Cuando al final se asentaron en un pequeño pueblo en la Cordillera del Líbano, ellos también tuvieron que lidiar con la sospecha y desconfianza extendida por parte de la población que cada vez más se mostraba recelosa del rol de anfitrión. En la actualidad, los locales se han acostumbrado a los residentes adicionales, pero mientras que el tiempo ha mejorado las relaciones en la comunidad, no ha sido generoso con las finanzas de los huéspedes.
«Mi vecino regresará a Siria,» explica Marwa. «Aun cuando hay mucho sufrimiento allá, ella ha incurrido en mucha deuda acá. Mi esposo está pensando lo mismo porque él recibe muy poco dinero por su trabajo y no puede soportarlo más».
Ella levanta sus brazos al aire y dice, «Le digo ‘Puedes regresar, pero no iré contigo. ¿Qué hicieron nuestros hijos para merecer vivir en medio de una guerra?'»
En la actualidad, la frontera del Líbano está cerrada a nuevas llegadas. El gobierno tomó la decisión, a fines del 2014, de aceptar sólo los casos de emergencia extrema y aquellos en tránsito a otros países. Desde entonces, el número de refugiados en el país ha permanecido aproximadamente igual. Las condiciones en las que viven, sin embargo, se han vuelto significativamente peores. Los requerimientos de visa, en particular, ahora son tan onerosos que la mayoría de refugiados ya no pueden vivir legalmente en el país, con lo cual están expuestos al abuso y la explotación.
«Es tan difícil,» dice Hala, un contador de 31 años de Aleppo. «Tiene que tener un patrocinador, y éste debe ser libanés y tener propiedades en el Líbano».
Además de un patrocinador, los sirios deben pagar $200 por una visa de un año — un cambio drástico del permiso gratuito, fácilmente renovable, de 6 meses que se podía obtener en la frontera. Sin los papeles adecuados, los refugiados no pueden alquilar un apartamento, obtener un empleo o hasta ir al hospital sin temor a ser detenidos.
Hala sabía todo esto, y por ello pospuso ir al Líbano todo lo que pudo. Cuando al final huyo de Aleppo en setiembre del año pasado con su mamá, fue sólo porque recibió la noticia de que habían pasado a la ronda de entrevistas de su solicitud de asilo en Canadá. Tuvo más suerte que otros: encontró un patrocinador, obtuvo su visa, y consiguió un trabajo mientras espera su entrevista.
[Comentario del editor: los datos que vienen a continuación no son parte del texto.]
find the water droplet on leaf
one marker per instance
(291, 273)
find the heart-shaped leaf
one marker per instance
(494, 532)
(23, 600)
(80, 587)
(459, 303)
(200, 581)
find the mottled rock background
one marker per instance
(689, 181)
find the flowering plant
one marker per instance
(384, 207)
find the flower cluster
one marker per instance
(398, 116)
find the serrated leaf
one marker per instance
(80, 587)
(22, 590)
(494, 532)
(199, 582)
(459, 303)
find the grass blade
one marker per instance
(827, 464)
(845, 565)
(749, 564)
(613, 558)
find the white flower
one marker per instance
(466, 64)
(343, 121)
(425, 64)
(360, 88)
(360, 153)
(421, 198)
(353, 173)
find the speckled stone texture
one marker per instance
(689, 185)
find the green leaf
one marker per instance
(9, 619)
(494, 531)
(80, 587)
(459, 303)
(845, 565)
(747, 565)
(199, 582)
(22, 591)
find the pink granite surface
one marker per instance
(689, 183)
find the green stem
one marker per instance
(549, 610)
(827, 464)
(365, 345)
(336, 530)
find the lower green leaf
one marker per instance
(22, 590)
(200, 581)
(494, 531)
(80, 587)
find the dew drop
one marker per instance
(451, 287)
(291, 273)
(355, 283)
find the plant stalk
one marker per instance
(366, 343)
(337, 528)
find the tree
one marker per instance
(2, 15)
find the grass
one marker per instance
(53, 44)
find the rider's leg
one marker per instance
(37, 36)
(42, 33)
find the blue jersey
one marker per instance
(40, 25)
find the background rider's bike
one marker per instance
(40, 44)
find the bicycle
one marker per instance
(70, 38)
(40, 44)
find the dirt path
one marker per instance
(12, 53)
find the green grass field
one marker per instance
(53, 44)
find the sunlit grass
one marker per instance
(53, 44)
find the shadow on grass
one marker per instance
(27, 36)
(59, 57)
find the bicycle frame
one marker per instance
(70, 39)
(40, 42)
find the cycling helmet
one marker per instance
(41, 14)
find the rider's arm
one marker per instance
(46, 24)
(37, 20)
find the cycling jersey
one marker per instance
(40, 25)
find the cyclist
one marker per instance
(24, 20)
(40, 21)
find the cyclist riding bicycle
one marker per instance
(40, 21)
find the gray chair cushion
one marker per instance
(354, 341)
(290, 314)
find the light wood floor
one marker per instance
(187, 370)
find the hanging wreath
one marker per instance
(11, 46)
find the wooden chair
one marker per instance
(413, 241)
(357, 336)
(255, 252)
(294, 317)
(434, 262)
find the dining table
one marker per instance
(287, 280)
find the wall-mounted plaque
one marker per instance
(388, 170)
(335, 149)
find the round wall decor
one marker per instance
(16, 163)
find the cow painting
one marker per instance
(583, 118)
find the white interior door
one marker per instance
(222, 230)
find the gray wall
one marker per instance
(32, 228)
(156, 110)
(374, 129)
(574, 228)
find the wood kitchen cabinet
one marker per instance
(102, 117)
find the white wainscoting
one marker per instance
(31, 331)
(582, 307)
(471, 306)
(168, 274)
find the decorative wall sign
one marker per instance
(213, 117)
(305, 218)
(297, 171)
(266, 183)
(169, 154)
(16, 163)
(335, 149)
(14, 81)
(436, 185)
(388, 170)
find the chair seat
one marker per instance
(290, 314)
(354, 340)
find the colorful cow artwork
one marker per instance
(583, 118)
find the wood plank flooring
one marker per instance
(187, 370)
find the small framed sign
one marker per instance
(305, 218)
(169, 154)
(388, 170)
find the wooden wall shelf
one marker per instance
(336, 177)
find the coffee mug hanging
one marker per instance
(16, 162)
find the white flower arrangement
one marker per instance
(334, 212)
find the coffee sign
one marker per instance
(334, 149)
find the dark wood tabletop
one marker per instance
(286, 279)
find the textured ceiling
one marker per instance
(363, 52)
Aún así, ella dice que la incertidumbre en la vida acá como una ciudadana siria es insoportable.
«No podemos quedarnos acá por que las leyes libanesas para los sirios cambian día a día,» ella dice. «No sé cuando el gobierno libanés decidirá emitir nuevas reglas y decirle al pueblo sirio, ‘Regresen a Siria’. Lo que tengo en mente es que debo ir a Canadá, donde existen derechos para los refugiados y nunca se nos dirá que debemos regresar a Siria».